Ses premiers contacts avec le milieu artistique en Syrie remontent à 2009 : avant la révolution, avant la guerre, mais déjà sous le couperet permanent de la censure qui les oblige à être sans cesse en mouvement. En mars 2011, Delphine Leccas commence un travail d'archivage, via... Facebook : « J'accumulais, j'enregistrais, je visitais des pages... Les artistes se sont vite dirigés vers le réseau social pour s'exprimer », explique-t-elle en échangeant 2-3 mots d'arabe avec Akram al Halabi.

 

Après l'organisation d'une exposition à Rotterdam pour le Visual Art Festival Damascus, les artistes syriens et Delphine Leccas reçoivent les honneurs d'un article notable du Monde, signé Jacques Mandelbaum. La raison pour laquelle Le Monde figure comme partenaire sur la couverture du beau livre édité par La Martinière : « L'article de Jacques Mandelbaum, en préface du livre, a fait naître l'idée de réaliser ce projet de livre, c'est donc en toute logique que Le Monde est devenu également partenaire pour cette publication » explique Sophie Giraud, attachée de presse chez La Martinière.

 

 

Photo de la série Visual Writing, par Akram Al Halabi

 

 

 

La publication du livre a été voulue comme un moyen de conserver ces oeuvres, plus ou moins promises à la disparition, et en tout cas en manque de visibilité dans le monde occidental.
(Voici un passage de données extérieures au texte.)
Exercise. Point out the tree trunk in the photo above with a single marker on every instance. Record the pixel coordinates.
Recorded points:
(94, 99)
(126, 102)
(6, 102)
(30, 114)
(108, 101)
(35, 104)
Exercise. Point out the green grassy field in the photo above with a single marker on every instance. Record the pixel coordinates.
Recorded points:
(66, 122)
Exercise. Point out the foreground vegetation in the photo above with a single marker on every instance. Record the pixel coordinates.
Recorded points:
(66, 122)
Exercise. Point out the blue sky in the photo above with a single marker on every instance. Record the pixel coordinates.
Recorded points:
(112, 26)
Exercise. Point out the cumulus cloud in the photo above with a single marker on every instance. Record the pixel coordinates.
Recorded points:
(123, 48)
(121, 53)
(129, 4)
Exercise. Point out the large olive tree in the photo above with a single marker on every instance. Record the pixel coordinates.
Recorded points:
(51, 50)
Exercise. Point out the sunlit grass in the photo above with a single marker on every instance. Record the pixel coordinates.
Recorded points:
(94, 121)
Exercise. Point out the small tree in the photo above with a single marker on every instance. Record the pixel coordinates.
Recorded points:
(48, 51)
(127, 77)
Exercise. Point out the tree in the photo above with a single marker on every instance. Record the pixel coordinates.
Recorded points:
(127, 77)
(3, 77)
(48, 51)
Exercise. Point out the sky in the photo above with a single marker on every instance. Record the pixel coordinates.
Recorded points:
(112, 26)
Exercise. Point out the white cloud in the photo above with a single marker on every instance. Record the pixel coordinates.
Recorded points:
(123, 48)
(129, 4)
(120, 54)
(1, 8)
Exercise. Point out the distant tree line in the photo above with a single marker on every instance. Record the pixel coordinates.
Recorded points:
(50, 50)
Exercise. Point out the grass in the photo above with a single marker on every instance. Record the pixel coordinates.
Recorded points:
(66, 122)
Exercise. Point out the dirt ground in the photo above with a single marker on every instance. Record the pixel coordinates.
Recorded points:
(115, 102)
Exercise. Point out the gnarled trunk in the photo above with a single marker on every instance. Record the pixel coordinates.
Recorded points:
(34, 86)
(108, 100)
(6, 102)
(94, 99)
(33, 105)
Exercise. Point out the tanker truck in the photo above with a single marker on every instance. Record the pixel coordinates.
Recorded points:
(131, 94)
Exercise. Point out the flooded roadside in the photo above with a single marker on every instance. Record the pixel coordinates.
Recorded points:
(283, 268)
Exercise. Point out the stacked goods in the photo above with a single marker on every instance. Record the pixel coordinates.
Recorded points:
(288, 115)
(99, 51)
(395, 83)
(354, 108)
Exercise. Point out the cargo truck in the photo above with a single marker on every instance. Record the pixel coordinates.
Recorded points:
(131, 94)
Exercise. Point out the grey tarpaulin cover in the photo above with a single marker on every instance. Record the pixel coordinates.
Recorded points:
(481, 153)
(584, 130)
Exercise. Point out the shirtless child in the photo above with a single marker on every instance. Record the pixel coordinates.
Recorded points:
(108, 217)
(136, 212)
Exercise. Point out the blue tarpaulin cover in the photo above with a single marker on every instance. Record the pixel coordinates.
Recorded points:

Delphine Leccas a souhaité garder « ce côté collectif, anonyme, ce qui est particulièrement courageux dans un pays où il est difficile de se faire reconnaître en tant qu'artiste. » Pour le moment, l'exposition suit la même logique : aucune étiquette, aucun nom n'entourent les accrochages. Recevant quotidiennement des nouvelles de ses amis restés en Syrie, l'auteure nous assure que « tout le monde veut rester coûte que coûte à Homs, ils ne quitteront pas leur pays ».

 

En synchronisation avec la publication du beau livre, 61 artistes ont mis à leur disposition 66 oeuvres pour une vente aux enchères, à l'Institut du Monde Arabe (IMA). Faisant écho à la récente exposition de l'Institut du Monde Arabe sur l'art contemporain arabe, le catalogue de la vente aux enchères fait souffler un vent de rébellion et de résistance face aux crimes du régime dictatorial. Le résultat de la vente ira à l'association locale Nadja Now, l'Union des organisations syriennes de secours médicaux, Médecins du Monde et la Fédération internationale des Droits de l'Homme.